Once he got exposed to rock & roll, though, in the form of the provocative, theatrically-focused roar coming out of New York-area bands like the New York Dolls and glitter rockers from across the shore, he let his hair grow, began dressing androgynously and worked his way through a succession of bands before joining Twisted Sister in 1976.
Their third album, 1984’s Stay Hungry, featured huge hits “We’re Not Gonna Take It” and “I Wanna Rock,” and propelled the heavily made-up Snider and his flowing golden locks into an international icon. Snider further permeated the cultural landscape when he testified in Senate hearings in 1985 instigated by the Parents Music Resource Center (PMRC), which wanted to introduce a parental warning system that would label all albums containing offensive material.
After leaving the band in 1987, Snider went on to a successful career, both as a solo artist and as an entertaining and outspoken radio talk show host. He’s making his first appearance in Israel on July 2 at Reading 3 in Tel Aviv, returning to his metal roots with a crack new band and a lot of energy.
So many bands coming out of the New York area in the mid-1970s had a huge visual element – from the NY Dolls to The Ramones to Kiss. Did you feel part of that?
Definitely. There must have been something in the water from that part of the country. I would say that the New York Dolls were more of an influence on me, but I was definitely a Kiss fan.
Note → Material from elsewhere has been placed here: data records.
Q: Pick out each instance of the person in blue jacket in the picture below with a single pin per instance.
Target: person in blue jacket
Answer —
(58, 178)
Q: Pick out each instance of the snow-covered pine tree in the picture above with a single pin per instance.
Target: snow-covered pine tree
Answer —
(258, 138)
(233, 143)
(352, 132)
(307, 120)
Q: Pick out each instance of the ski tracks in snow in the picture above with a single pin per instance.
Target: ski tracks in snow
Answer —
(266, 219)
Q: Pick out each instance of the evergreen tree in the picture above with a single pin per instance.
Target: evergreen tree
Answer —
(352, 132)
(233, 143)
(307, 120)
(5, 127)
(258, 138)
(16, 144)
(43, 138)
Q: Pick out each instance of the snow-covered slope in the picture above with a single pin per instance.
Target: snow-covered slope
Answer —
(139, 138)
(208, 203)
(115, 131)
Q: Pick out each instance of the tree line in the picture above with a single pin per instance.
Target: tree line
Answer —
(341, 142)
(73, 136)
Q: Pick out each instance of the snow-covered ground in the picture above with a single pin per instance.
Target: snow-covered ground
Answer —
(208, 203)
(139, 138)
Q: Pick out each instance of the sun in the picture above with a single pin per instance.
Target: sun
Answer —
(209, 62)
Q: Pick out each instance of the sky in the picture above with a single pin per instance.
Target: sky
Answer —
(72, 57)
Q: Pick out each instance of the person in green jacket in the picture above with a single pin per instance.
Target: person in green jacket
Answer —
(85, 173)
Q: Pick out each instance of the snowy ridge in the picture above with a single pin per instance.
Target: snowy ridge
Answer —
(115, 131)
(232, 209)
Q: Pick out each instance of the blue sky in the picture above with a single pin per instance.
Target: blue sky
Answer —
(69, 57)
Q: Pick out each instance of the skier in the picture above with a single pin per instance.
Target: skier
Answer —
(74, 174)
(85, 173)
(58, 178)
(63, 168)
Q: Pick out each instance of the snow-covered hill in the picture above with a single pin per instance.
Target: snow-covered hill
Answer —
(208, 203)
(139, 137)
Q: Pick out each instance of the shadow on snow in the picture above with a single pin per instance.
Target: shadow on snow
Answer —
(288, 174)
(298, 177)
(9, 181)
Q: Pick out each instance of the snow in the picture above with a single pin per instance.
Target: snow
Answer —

They were in Queens and I was in Nassau County, but there was a buzz about them – the makeup and all that stuff.
When I joined Twisted Sister in 1976, they had been together for three years and they were a Dolls clone, wearing women’s clothing and makeup. I got them to change the image when I joined, after meeting my future wife. She explained to us that we weren’t pretty, prancing around with makeup on, we were scary. ‘You need to forget about wearing dresses, you’re little monsters.’ So she started making clothes for the band shortly after that. The outfits slowly started evolving into this Raggedy-Ann-on-acid look, tattered, post-apocalyptic or whatever.
You became a huge star in your early 20s, just when you were newly married and starting a family. How did you balance that?
That was a choice I made in what I wanted out of life. I wanted to be married and have kids, that was my rock & roll lifestyle. I was very unusual. Despite my stage appearance, I didn’t do drugs or drink, I worked out.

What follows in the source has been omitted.